Mossberg 835 Ulti-Mag in Mossy Oak Breakup Turkey special. 24" barrel, fiber optic sights, and XXX comp-n-choke on the end. Using Winchester 3 1/2 #5's for ammo. Bought the comp-n-choke last year to replace the stock choke. What a difference!!!! It almost tore the head of my tom off last year at 25 yards!!! The thing is wicked!!! By the way, thanks Thunderhead for recommending the choke last year. Much appreciated!!!


----------



## fulldraw (Nov 20, 2002)

Two choices Winchester 1300 with Undertaker Choke. or my Remington 870 Super Magnum w/ Primos ported choke.


----------



## PsEbUcKmAsTeR17 (Oct 5, 2005)

Well this year I am going to use my bow again, with my 870 as a back up incase the birds dont react the way I want them to. Hopefully I get a chance for a bow kill.
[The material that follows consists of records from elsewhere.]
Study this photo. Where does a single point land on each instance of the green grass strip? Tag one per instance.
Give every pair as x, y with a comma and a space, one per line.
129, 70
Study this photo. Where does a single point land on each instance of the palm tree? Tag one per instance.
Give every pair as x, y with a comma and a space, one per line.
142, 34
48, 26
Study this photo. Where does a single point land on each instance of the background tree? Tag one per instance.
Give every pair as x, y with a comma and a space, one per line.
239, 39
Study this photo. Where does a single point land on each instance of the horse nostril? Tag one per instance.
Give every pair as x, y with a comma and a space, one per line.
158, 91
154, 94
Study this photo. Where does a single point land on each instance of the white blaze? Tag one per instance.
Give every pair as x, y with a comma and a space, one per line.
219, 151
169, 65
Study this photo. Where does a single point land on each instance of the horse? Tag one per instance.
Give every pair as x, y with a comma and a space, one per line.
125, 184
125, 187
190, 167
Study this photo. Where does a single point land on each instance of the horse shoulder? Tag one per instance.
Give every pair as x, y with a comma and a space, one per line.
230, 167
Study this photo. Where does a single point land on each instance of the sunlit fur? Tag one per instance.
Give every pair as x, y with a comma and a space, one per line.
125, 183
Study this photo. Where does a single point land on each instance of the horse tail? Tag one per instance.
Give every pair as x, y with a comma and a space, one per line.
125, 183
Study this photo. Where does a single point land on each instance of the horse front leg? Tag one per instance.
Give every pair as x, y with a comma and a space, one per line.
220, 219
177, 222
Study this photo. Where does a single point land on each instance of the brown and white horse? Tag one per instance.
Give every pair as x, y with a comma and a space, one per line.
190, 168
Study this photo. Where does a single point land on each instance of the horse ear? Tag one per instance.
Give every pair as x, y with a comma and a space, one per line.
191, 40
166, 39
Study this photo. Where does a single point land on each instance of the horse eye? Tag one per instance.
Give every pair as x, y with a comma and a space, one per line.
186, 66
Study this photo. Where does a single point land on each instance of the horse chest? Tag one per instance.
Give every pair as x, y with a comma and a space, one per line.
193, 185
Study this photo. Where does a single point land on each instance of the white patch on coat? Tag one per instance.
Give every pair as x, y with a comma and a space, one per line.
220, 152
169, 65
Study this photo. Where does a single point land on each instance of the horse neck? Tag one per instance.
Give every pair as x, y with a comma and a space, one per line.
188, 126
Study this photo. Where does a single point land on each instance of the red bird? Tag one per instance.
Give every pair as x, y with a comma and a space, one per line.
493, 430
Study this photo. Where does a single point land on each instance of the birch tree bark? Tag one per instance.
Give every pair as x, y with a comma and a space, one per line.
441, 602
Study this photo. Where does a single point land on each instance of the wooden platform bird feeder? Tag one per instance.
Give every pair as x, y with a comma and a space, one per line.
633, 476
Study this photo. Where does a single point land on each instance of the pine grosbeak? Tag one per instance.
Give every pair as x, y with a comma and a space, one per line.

First I am going to focus on getting both my parents a bird (mostly my dad Im not worried about my mom:evilsmile ) 

Good luck guys

-Psebuckmaster17-


----------



## ellsworth24 (Mar 1, 2007)

Darton Maverik with easton axis arrows and 100 grain thunder heads and if it gets to late my remington 870 20 gauge with #4 and #6 hevi-shot


----------